Never have I felt so badly between the exam and the voting. NEVER..... I..just..felt...like.....
But it turned out well anyway!? I have no idea how. I seriously thought they might have thought I was a retard who knew nothing about the things spoke of. Funny feeling though.
When I got the question I was blank. God is big. Islam and Christianity. I felt. Fucked.
I recall saying that exact word a couple of times during the preparation time. Only once have I said that word during such a time. Last year when I was getting ready for media class.
Thunder is in the air. You can smell it. The pressure at its highest, black clouds in the air and the humidity reaching high levels.
Is this a sign that a storm is coming? Who knows. Maybe one should go to sleep and dream. Dream of things which will turn out to be nightmares. At least they did last night.

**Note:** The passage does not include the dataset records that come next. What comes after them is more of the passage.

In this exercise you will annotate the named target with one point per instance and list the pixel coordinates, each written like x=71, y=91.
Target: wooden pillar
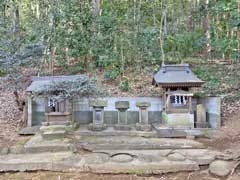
x=190, y=104
x=46, y=110
x=29, y=121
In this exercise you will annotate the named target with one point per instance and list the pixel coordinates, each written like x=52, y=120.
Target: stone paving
x=107, y=154
x=139, y=162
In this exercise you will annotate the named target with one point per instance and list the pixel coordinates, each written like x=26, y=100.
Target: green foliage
x=2, y=72
x=124, y=85
x=111, y=75
x=124, y=33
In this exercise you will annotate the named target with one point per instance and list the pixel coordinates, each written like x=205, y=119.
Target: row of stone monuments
x=122, y=107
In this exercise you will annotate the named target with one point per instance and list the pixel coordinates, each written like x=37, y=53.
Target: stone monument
x=98, y=115
x=143, y=124
x=122, y=107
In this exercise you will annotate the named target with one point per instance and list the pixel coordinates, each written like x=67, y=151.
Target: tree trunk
x=96, y=7
x=17, y=27
x=206, y=20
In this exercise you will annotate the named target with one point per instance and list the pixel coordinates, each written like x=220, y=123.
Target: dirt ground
x=227, y=140
x=202, y=175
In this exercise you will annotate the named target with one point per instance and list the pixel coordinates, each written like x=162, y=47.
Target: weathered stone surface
x=17, y=149
x=97, y=127
x=143, y=127
x=39, y=145
x=201, y=156
x=122, y=105
x=122, y=127
x=121, y=158
x=150, y=158
x=143, y=104
x=220, y=168
x=136, y=143
x=98, y=103
x=31, y=162
x=96, y=158
x=29, y=130
x=49, y=135
x=137, y=162
x=4, y=151
x=176, y=157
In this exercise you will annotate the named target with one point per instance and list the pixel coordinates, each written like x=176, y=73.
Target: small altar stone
x=122, y=107
x=98, y=115
x=143, y=124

The dream about exams and then suddenly being in a place where none is a familiar face. Room suddenly emptying. I follow some stranger. We get to the same point twice and two times I am not fast enough. The person tells me so and suddenly a dude in black hoodie shoots something at me. Syringe-shaped vivid colored. I am down. Blackout.
Completely alone at a strange and unfamiliar place. Walking. Then he shows up and starts aiming at me. I run. Every time I look back he is there pointing, aiming, trying to shoot me down.